IMPROVING ACADEMIC ACHIEVEMENT OF SCIENCE LEARNERS IN RURAL SCHOOLS THROUGH ASSESSMENT PRACTICES: A SOUTH AFRICAN CASE STUDY

TitleIMPROVING ACADEMIC ACHIEVEMENT OF SCIENCE LEARNERS IN RURAL SCHOOLS THROUGH ASSESSMENT PRACTICES: A SOUTH AFRICAN CASE STUDY
Publication TypeJournal Article
Year of Publication2016
AuthorsZenda, R, Ferreira, JG
JournalJournal of Baltic Science Education
Volume15
Issue4
Start Page523–531
PaginationContinuous
Date PublishedAugust/2016
Type of ArticleOriginal article
ISSN1648-3898
Other NumbersICID: 1217815
Keywordscase study; improving science achievement; physical sciences assessment; rural schools
Abstract

This research was embarked on to explore the underperformance of Physical Sciences learners and the subsequent increasing unpopularity of the subject in South African rural schools. As poor academic achievement in science is a concern in many countries and not only in South Africa, qualitative research was undertaken to determine whether assessment can contribute to the improvement of learners’ academic achievement in this particular school subject. The research uses the Cultural and Historical Activity Theory as theoretical lens to analyse how assessment can improve the academic achievement of learners. Data were collected by means of face-to-face interviews with teachers, school principals and subject advisers, the “community” as advocated by the Activity Theory, while focus-group interviews were held with the learners who are the “subjects” in the Activity Theory.
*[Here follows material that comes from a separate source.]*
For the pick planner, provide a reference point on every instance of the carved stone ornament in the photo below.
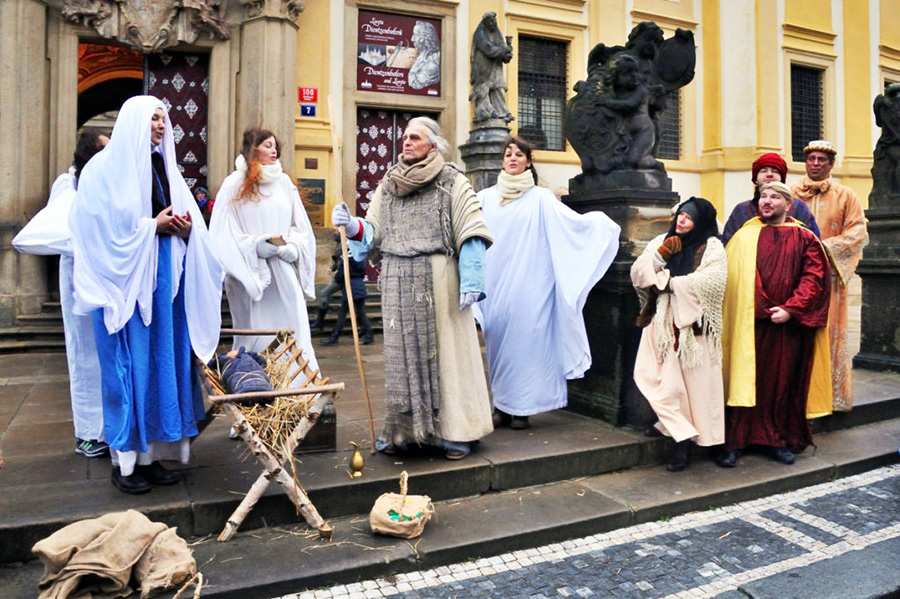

Verbatim findings highlight the views of participants and reveal that though efforts are made to incorporate a variety of informal assessment methods, key issues such as poor formulation of questions, weak comprehension skills and unsatisfactory interpretation of questions, remain a problem. Based on these findings, recommendations for improvement are proposed.